Not exactly on point but perhaps this will provide you with some ideas.
A friend and I finagled a LEGAL way to collect live rock in the Florida Keys, Marathon to be precise - back in the 1990's. Basically we signed on as crew with a licensed collector. We did this as I was building up a 150 and my friend a 1,000g tank to go in his new addition. We needed a lot of rock.
We collected it and staged it in an undisclosed location. ;-) The day we were to start the drive back to Cambridge, MA we woke early, rented a big A** GMC Allison diesel truck - 24' box - then drove to Home Depot. BTW - It was summer and a refrigerator truck was too expensive for us to rent. At HD we purchased many styrofoam 4 x 8 panels. I think they were 1" thick. We had brought a few powerful air pumps, air stones and plenty of tubing, 3/16" I think, with us, plus a number of clamps so that we could balance out the air flow.
The floor and sidewalls of the truck got double layers of styrofoam, we put our fresh liverock in giant barrels we picked up at a local food distributor. Pickles had been shipped in them. No matter how much we washed with water and rinsed they still smelled like pickles, which, since we had no other barrels, we were also in. (OY!! That's terrible. HAH) But we plowed forward. 12 barrels were filled with rock and natural sea water nearly to the top and went into the truck in the shape of an Iron Cross. 4 more barrels filled to the brim with ice went in the corners.
Then we installed the airstones and cranked the pumps (driven by some sort of converter off the truck's power supply - my friend was frickin brilliant at this stuff,) put on the barrel covers, and capped them all with more double layer sheets of styrofoam. So we had live rock in a giant cooler in a truck.
Day one: We managed to do all that and hit the road at 2:00 pm. Got to a motel in GA at 2:00 am and managed to convince the night clerk to let us power the pumps with an extension cord out our window. Day 2 -- driving by 9:00 am and arrived Cambridge about 20 hours later. Unloaded the rock next day. All but 2 barrels made it perfectly, the other two were FOUL! The temperature which had been 80ish when packed had been brought down by the ice to 70. We were very surprised.

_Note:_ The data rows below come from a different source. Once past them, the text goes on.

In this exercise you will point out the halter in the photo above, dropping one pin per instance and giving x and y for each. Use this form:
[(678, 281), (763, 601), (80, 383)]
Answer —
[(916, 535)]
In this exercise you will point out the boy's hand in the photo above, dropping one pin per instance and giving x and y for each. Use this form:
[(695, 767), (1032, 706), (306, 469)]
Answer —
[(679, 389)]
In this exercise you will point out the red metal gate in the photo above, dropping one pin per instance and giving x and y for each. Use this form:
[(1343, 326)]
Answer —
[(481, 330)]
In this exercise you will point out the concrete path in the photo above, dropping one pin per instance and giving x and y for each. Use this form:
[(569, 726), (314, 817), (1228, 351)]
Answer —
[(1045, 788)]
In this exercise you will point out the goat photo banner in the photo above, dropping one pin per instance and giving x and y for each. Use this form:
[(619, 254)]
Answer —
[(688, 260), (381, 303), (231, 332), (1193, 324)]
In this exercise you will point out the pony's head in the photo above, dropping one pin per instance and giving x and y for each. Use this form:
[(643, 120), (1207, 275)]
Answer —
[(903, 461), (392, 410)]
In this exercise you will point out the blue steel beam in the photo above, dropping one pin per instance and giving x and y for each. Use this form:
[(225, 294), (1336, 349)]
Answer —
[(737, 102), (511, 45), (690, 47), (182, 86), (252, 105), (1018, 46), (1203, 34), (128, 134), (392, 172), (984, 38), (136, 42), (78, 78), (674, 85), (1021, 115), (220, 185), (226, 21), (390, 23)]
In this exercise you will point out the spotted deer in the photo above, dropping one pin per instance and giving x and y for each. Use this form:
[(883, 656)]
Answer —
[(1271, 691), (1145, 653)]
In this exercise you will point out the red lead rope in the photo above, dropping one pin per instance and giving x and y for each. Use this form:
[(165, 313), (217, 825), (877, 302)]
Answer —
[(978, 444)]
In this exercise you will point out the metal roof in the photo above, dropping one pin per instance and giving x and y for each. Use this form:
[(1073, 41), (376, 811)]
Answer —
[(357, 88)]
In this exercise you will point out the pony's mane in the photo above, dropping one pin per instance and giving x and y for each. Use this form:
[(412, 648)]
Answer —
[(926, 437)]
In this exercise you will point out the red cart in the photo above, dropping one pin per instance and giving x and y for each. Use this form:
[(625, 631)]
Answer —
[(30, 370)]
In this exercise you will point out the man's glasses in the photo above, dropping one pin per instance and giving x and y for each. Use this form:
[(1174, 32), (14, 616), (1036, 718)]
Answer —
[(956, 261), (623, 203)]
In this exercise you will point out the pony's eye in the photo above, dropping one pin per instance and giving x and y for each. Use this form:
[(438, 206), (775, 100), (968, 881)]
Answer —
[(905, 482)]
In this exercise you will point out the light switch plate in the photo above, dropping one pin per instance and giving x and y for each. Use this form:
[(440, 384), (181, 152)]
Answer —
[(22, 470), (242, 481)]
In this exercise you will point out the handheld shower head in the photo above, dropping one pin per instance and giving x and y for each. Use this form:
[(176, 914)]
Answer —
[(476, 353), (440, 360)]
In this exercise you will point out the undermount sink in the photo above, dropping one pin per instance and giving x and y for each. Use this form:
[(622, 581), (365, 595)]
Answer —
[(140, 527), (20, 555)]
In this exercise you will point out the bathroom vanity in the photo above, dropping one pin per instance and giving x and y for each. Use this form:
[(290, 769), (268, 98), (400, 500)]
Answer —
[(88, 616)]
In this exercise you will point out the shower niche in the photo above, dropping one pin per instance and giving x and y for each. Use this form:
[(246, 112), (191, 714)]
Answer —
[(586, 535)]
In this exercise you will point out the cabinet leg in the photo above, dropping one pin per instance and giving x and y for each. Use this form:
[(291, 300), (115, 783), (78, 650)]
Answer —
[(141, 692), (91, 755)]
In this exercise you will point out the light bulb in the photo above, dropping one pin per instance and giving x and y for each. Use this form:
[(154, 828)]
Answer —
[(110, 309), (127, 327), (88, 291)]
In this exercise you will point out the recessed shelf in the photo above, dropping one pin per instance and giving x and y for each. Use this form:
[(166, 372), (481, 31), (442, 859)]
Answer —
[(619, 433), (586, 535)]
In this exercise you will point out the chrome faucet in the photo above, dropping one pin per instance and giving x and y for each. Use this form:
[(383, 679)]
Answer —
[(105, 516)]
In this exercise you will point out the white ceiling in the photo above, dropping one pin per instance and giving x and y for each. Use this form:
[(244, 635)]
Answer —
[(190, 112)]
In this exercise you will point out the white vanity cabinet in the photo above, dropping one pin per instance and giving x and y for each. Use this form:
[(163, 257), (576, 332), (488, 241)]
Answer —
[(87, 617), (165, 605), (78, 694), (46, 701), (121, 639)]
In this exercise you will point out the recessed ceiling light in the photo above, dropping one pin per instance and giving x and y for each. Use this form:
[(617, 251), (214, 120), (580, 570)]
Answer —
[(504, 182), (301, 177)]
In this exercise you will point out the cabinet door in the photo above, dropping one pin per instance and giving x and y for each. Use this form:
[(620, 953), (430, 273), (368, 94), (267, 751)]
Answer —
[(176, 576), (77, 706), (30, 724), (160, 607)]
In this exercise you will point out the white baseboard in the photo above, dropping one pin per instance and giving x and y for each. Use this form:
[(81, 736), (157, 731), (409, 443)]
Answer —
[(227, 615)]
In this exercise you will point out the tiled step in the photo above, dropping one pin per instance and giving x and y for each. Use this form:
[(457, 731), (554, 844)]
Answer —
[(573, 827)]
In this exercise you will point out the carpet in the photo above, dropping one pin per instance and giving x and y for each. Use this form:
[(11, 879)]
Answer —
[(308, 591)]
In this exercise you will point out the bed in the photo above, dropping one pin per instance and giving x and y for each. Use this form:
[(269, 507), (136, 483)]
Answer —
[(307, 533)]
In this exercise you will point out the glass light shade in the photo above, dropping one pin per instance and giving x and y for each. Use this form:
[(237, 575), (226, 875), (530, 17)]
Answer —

First night I had my rock in my 150 I went downstairs and shined a flashlight and the number of small copepods and such in the tank was astonishing. Caught the mantis shrimp who hitch hiked. Let the gorgeous nudibranch live out its natural lifespan. Kept this tank pretty much as a FOWLR.
My 150 ran for about 8 years before I sold it to a dentist - hope it is still running now. My friend still has his 1,000 up.